Standardized questionnaires provide these advantages:
- Reliability is basically the repeatability of the questionnaire. It refers to how consistent responses are to the questions. We’d expect the same or similar users to respond about the same when evaluating the same interface. Standardized questionnaires have been shown to be more reliable than similar homegrown ones[PDF]. Reliability is most commonly measured using Cronbach’s alpha, which is a measure of internal reliability and can range from 0 (poor reliability) to 1 (perfect reliability). In usability practice, anything above a .70 is considered sufficiently reliable . For tests that assess individuals and can affect their lives such as college placement or employment decisions, the criteria is higher – targeting .95.

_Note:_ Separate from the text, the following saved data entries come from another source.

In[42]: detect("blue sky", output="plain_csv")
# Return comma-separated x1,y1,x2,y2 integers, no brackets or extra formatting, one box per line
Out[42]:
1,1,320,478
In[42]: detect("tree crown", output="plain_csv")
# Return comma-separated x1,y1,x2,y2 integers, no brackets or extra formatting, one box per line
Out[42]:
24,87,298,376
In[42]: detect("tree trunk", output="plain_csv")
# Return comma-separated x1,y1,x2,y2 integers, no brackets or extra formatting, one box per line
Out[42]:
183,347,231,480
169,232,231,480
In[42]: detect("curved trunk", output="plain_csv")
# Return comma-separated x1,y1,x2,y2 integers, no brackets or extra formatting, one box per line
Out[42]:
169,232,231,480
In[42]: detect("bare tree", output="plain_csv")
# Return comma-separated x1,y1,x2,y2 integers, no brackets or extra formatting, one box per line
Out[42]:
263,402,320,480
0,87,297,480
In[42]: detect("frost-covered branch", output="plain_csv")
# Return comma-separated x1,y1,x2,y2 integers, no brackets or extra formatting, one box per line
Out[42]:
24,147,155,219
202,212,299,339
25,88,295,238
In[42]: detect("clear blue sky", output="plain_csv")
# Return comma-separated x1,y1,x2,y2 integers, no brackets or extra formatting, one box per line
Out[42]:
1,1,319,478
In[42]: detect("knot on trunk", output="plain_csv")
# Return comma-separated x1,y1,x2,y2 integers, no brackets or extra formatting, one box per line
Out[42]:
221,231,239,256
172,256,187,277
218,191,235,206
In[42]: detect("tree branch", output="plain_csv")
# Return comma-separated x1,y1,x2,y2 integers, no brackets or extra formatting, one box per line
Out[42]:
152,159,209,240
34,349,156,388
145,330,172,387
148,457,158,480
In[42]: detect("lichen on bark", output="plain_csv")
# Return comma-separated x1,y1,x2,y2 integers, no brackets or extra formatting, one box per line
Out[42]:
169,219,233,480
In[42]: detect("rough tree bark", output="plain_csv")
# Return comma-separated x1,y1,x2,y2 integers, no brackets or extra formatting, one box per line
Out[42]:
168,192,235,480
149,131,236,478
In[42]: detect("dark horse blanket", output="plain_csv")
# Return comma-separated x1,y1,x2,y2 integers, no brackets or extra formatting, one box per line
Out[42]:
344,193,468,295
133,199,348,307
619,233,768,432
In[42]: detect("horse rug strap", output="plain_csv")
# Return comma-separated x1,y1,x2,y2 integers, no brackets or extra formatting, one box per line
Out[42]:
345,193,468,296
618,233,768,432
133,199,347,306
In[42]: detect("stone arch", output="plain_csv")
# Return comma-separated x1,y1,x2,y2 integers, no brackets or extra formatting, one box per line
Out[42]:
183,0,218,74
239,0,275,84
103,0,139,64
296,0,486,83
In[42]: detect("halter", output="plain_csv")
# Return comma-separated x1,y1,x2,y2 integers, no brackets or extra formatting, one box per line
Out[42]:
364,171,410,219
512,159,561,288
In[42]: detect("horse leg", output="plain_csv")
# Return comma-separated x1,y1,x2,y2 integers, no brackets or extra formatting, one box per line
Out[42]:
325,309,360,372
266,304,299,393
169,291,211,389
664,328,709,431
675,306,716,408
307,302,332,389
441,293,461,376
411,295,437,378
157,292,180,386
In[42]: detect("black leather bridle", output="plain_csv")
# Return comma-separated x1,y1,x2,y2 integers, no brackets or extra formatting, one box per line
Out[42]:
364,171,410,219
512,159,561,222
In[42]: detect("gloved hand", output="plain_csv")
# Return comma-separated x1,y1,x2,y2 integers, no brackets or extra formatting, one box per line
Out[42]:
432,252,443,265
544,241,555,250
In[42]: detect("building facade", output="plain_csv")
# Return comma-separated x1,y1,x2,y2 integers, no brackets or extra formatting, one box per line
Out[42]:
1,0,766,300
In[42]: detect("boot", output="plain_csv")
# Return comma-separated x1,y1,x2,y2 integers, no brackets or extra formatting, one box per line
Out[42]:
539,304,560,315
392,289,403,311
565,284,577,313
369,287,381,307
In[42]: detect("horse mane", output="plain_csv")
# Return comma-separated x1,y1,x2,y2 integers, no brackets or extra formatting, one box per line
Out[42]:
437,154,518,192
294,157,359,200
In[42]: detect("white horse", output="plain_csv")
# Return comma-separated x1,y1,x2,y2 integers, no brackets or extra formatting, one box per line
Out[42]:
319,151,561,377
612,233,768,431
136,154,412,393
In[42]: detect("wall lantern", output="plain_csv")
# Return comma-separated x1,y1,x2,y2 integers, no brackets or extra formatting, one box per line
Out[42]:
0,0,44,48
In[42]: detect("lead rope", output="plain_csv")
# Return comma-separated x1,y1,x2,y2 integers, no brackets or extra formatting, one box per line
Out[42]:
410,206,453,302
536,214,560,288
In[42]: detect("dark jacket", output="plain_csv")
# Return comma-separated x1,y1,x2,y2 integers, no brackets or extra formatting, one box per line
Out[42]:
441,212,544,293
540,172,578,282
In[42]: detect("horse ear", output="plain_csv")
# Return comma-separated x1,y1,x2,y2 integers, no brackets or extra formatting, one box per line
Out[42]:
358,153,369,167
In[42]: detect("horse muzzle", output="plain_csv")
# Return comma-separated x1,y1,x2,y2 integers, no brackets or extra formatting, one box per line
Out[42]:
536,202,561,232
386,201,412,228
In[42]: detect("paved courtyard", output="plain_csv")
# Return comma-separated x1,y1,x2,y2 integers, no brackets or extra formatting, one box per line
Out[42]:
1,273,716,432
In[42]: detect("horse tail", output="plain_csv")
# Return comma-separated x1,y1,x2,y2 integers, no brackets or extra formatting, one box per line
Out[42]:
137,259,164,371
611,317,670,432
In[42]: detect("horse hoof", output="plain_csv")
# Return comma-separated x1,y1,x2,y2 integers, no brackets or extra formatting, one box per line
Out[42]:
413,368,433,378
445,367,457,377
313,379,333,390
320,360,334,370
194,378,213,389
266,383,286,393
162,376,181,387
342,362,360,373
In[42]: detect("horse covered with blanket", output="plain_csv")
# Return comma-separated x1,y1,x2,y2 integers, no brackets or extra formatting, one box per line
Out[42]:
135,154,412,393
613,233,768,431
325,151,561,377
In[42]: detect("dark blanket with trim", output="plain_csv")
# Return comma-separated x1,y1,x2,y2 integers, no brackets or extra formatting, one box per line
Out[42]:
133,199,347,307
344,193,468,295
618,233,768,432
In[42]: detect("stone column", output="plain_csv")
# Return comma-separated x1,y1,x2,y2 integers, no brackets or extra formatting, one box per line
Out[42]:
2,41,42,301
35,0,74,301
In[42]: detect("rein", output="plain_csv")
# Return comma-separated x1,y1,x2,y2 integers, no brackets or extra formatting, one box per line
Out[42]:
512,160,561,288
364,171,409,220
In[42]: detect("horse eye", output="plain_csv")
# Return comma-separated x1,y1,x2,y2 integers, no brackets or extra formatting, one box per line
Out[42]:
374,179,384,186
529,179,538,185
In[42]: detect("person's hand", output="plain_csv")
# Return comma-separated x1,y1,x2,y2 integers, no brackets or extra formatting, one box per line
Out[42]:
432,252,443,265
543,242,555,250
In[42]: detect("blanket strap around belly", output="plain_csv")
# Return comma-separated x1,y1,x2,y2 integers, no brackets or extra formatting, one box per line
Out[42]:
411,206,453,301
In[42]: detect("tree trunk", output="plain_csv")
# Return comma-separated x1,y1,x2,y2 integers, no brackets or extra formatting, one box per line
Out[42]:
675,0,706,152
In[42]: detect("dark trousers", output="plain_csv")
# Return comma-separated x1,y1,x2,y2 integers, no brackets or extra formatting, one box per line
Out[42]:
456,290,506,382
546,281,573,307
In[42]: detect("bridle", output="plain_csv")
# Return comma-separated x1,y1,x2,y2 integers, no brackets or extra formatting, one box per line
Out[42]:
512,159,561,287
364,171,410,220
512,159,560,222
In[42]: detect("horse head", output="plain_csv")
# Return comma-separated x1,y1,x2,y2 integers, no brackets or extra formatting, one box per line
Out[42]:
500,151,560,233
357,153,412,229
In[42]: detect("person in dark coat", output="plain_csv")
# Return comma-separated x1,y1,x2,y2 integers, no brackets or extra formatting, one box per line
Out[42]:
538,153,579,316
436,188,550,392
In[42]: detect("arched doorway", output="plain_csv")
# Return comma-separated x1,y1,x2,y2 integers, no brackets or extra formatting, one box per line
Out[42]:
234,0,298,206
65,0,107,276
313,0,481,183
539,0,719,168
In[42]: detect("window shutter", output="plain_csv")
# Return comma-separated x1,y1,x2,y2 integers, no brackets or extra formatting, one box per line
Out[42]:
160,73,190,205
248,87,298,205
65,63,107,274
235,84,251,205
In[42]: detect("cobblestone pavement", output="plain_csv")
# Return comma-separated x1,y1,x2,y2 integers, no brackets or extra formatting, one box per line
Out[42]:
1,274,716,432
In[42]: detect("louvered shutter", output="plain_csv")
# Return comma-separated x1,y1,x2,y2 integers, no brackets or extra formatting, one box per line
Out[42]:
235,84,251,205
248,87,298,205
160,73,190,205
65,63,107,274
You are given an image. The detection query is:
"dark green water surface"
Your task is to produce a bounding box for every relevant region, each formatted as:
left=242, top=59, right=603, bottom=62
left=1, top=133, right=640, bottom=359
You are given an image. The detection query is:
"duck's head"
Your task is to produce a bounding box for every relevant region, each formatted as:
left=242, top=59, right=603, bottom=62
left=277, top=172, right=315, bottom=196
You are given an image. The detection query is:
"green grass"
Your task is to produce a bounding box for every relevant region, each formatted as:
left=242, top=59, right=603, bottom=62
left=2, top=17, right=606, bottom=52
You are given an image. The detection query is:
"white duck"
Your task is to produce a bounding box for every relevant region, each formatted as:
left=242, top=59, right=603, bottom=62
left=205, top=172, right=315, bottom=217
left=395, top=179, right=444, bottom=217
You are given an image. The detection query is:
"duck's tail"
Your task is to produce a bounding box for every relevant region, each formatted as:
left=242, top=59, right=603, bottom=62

- Validity refers to how well a questionnaire can measure what it is intended to measure. That is, if we hear users complaining about a website or software product as being unusable, the questionnaire should be able to distinguish them from websites or software that are acclaimed for their usability. Validity is usually measured by correlating the scores of one questionnaire to other established questionnaires or other outcome measures such as task time or completion rates.
- Sensitivity: Sensitivity refers to how well the questionnaire can discriminate between good interfaces and bad ones. Even very poorly worded questions with a huge sample size can detect differences between horrible and excellent experiences. Usually we’re dealing with more modest differences and more modest sample sizes. You want as sensitive an instrument as you can get. Sensitivity is often measured using resampling procedures to see how well the questionnaire can differentiate at a fraction of the sample size. The ability to detect differences at even small sample sizes (<10) was one of the major reasons why the System Usability Scale (SUS) and the Single Ease Question (SEQ) are recommended.
- Objectivity: Standardized questionnaires allow usability practitioners to independently verify the measurement statements of other practitioners. It’s harder to stack the deck in favor or against your application if you use an independent instrument that others have found success with.
- Quantification: Standardization allows for a finer grain of reporting and statistical analysis than personal judgment. And in case you were wondering, it’s perfectly legitimate to use statistics with ordinal measures like those used in questionnaires. Just be careful not to make interval statements like (“This interface is twice as usable as the other”) unless you really have an interval scale.
- Economy: It takes a lot of time to sift through the bad questions to find the good ones. Once this process is complete, we can all take advantage of the process.
- Communication: It’s easier to communicate results when we have a common standardized questionnaire. If you’ve used the System Usability Scale (SUS), then just knowing the raw score of an interface is an 80 can be meaningful (that’s a good score).
- Norms: Some standardized questionnaires have normalized references databases which allow you to convert raw scores into percentile ranks. Instead of working with just an average, you can actually see how well your interface stacks up to a lager database of comparables. For websites, the SUPR-Q and WAMMI are both standardized questionnaires that measure usability and other factors (such as trust and loyalty). Scores are compared to a database of hundreds of websites. There is of course a cost to maintaining these databases which is why these aren’t free.
Want to know more? Chapter 8 in our book Quantifying the User Experience provides the most comprehensive source on standardized usability questionnaires to date. Jim Lewis and I have both put the hours in creating standardized usability questionnaires (the PSSUQ[PDF]and SUPR-Q) and we put a lot of that knowledge in the chapter (it has 100 works cited!).
Oh and if you’re looking for a recommendation on which standardized usability questionnaire to use:
- Website usability : use the SUPR-Q which allows you to actually see 100 of the websites in the database to directly compare against.
- Software or any interface consider the System Usability Scale (SUS) which is the most widely used questionnaire allowing us to compile an open-source set of norms.
- Post-task difficulty use the Single Ease Question (SEQ) which performed about as well as an interval scaled questionnaire[PDF].